Loading learning content...
When you call read() on a file descriptor and the data isn't immediately available, what happens? Does your process continue executing? Does it spin in a loop? Does it yield the CPU? The answer to these questions defines the most fundamental I/O model in computing: blocking I/O.
Blocking I/O is the default behavior for virtually all I/O operations in Unix-like systems and Windows. It's the model that most programmers encounter first, and it shapes how we think about program execution. Understanding blocking I/O deeply is essential—not just to use it correctly, but to understand why other I/O models exist and when they're necessary.
By the end of this page, you will understand the precise semantics of blocking I/O, how the kernel manages blocked processes, the relationship between blocking and process scheduling, and the implications for application design. You'll see exactly what happens in the kernel when a process blocks, and why this seemingly simple model has profound implications for system architecture.
Blocking I/O is an I/O model where a system call does not return to the calling process until the requested operation is complete—meaning the data is available for a read or the data has been accepted for a write.

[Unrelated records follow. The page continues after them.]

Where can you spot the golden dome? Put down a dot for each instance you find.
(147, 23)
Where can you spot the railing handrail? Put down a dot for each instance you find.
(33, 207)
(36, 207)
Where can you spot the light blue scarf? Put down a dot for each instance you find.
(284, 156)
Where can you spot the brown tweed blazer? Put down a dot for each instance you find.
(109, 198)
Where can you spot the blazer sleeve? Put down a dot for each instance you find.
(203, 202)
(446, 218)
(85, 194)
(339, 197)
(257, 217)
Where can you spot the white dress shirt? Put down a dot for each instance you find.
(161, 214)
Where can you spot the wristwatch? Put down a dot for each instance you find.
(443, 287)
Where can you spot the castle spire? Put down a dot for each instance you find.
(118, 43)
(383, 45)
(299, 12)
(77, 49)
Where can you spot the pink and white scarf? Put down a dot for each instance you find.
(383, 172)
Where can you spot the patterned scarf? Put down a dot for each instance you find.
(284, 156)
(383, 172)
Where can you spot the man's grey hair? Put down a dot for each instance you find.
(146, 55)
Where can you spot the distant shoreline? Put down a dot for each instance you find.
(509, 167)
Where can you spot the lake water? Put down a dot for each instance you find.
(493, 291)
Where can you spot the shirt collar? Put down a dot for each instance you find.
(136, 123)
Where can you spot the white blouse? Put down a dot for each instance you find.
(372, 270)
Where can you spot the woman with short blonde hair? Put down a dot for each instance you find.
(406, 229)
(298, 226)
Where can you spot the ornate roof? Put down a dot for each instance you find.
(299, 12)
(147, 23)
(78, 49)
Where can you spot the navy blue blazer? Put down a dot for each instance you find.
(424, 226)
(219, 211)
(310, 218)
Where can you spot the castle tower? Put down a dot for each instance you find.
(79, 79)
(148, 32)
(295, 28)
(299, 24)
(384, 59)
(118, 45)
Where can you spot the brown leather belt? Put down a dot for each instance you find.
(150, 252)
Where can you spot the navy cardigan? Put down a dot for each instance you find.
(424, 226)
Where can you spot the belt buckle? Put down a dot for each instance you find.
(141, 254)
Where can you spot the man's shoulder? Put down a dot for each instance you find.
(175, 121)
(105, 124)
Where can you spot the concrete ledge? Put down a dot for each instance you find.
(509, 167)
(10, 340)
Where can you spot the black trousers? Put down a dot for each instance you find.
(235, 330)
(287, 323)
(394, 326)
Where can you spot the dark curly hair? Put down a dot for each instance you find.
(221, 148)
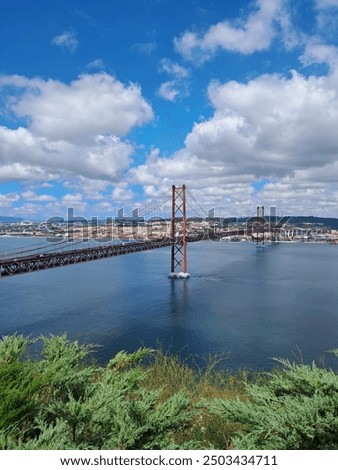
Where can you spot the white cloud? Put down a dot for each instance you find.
(173, 68)
(146, 48)
(255, 33)
(316, 53)
(6, 200)
(31, 196)
(323, 4)
(91, 105)
(271, 128)
(168, 91)
(96, 64)
(74, 129)
(67, 40)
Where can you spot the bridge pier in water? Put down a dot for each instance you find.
(178, 258)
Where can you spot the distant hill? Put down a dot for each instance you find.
(10, 220)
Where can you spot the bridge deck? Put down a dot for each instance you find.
(37, 262)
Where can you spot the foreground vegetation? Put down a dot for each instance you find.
(58, 397)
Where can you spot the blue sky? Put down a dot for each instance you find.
(105, 103)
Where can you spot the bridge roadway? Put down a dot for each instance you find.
(10, 266)
(36, 262)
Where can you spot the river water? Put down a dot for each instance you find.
(249, 304)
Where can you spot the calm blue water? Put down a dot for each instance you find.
(253, 304)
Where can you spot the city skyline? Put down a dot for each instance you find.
(105, 104)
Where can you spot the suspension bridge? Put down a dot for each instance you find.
(176, 236)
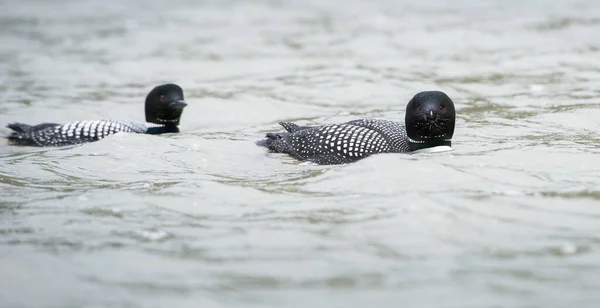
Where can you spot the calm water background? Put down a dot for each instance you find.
(205, 218)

During this waiting period, the process is said to be blocked or sleeping, and the CPU is available for other processes.
The formal definition:
A blocking I/O operation suspends the execution of the calling thread until:
This is in contrast to other models where the system call returns immediately, regardless of whether the operation is complete.
When you open a file, socket, pipe, or any I/O resource, it's opened in blocking mode by default. This means every read() and write() can potentially block. Non-blocking behavior must be explicitly requested using flags like O_NONBLOCK.
The mental model:
Think of blocking I/O like ordering at a restaurant with table service. You place your order (make a system call), and then you wait at your table (process is suspended). You can't do anything else until your food arrives (data becomes available). The waiter (kernel) serves other tables (runs other processes) while your food is being prepared.
This model is synchronous—the caller and the I/O operation move in lockstep. The caller's thread of execution cannot proceed until the I/O completes.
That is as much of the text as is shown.